If you want to improve the flexibility of your shoulder muscles, then this type of exercise should be your top priority.

  • Put your right hand across your chest.
  • Support your arm with the help of your left hand.
  • Hold onto this position for a minute.
  • Repeat the same exercise on the other side for about five minutes.

Avoid advanced Stretching Exercises

Note that stretch exercises should be gentle, which means you should stop exercising in case of any pain to avoid hurting yourself.

Strenuous exercises are, however, not recommended for people suffering from chronic pains as it may worsen their conditions.

Warming up before any stretch exercises while maintaining your breath is an excellent way of doing stretch exercises.

In Conclusion 

Despite being a common pain, shoulder pains are manageable.
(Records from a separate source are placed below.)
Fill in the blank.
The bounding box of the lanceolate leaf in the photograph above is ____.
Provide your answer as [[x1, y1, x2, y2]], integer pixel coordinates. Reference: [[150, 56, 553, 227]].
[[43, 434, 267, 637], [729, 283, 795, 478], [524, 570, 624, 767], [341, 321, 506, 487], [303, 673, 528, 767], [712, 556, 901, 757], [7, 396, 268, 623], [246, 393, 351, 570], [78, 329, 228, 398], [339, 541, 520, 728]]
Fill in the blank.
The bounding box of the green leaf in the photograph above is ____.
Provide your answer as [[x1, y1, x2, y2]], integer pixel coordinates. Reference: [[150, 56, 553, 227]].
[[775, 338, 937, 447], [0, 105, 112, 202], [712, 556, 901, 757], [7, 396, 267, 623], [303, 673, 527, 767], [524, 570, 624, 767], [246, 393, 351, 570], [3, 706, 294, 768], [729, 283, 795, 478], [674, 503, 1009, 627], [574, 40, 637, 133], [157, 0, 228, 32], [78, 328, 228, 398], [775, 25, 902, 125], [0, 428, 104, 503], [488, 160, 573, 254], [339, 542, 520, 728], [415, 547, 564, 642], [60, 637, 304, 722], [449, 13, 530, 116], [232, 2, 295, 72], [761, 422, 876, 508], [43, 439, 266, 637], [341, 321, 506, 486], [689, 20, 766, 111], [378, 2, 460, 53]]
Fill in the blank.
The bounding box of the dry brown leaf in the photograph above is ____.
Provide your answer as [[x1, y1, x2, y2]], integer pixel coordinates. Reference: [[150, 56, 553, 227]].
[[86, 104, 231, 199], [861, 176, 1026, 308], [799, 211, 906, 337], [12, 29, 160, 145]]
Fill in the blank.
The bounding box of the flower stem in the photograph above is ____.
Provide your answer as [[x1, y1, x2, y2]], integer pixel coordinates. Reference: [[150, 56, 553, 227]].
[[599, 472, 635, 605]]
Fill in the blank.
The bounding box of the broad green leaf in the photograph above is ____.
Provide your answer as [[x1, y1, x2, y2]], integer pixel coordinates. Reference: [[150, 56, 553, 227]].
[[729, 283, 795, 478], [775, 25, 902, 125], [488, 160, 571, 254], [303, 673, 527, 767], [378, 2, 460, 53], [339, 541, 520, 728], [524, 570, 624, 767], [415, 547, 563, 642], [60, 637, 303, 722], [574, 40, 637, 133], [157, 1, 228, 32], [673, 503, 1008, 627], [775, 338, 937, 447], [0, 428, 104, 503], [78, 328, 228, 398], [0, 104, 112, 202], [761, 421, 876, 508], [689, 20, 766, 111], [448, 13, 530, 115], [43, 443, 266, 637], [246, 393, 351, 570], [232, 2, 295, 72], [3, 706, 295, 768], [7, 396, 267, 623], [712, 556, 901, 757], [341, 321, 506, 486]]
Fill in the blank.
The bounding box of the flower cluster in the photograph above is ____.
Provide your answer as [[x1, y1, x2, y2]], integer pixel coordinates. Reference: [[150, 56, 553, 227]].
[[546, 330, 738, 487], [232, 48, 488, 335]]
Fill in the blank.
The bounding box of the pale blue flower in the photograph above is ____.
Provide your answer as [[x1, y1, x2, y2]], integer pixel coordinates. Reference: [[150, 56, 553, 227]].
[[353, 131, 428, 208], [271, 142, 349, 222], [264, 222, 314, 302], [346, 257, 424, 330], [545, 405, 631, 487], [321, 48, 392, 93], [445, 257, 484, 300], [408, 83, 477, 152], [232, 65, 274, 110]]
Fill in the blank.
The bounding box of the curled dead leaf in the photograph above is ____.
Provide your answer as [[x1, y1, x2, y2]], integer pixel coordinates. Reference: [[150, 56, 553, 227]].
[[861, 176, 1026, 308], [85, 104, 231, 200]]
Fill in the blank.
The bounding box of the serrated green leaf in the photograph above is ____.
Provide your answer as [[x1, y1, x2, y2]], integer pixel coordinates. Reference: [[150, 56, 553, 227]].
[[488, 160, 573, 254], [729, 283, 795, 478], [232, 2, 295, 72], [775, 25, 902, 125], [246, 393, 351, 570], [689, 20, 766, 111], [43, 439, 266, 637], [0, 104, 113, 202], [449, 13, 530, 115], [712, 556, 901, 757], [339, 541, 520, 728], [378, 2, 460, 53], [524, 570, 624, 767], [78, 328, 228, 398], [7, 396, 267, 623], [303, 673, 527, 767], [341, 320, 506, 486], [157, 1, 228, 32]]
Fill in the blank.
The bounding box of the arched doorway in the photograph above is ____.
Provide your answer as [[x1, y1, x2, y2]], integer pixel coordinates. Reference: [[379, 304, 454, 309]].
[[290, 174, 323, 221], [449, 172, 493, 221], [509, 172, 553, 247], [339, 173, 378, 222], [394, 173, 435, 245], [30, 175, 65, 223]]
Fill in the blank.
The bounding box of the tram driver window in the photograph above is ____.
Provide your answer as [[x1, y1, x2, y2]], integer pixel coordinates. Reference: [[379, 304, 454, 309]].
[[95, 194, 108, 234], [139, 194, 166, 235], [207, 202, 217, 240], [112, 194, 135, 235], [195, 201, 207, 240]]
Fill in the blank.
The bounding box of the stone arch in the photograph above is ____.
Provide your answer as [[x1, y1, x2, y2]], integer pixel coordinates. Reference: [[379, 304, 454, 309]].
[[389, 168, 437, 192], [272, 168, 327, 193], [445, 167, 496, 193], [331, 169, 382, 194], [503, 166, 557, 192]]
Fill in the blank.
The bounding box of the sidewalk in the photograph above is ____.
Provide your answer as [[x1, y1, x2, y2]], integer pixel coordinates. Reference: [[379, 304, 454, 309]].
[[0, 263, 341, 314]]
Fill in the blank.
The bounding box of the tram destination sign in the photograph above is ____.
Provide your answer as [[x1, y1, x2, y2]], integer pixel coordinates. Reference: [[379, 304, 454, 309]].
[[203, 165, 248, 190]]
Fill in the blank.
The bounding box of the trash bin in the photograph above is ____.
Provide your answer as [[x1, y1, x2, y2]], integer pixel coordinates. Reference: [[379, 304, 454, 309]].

Doing the above stretching exercises puts you at a greater position of relieving shoulder pains.

The use of home remedies, along with medical treatment, will even facilitate the recovery of your shoulder pain. 

However, it’s essential to continue with your medication even after getting better to prevent the shoulder pain from coming back.

Finally, consult your physician for better medication to avoid adverse effects due to the wrong medication.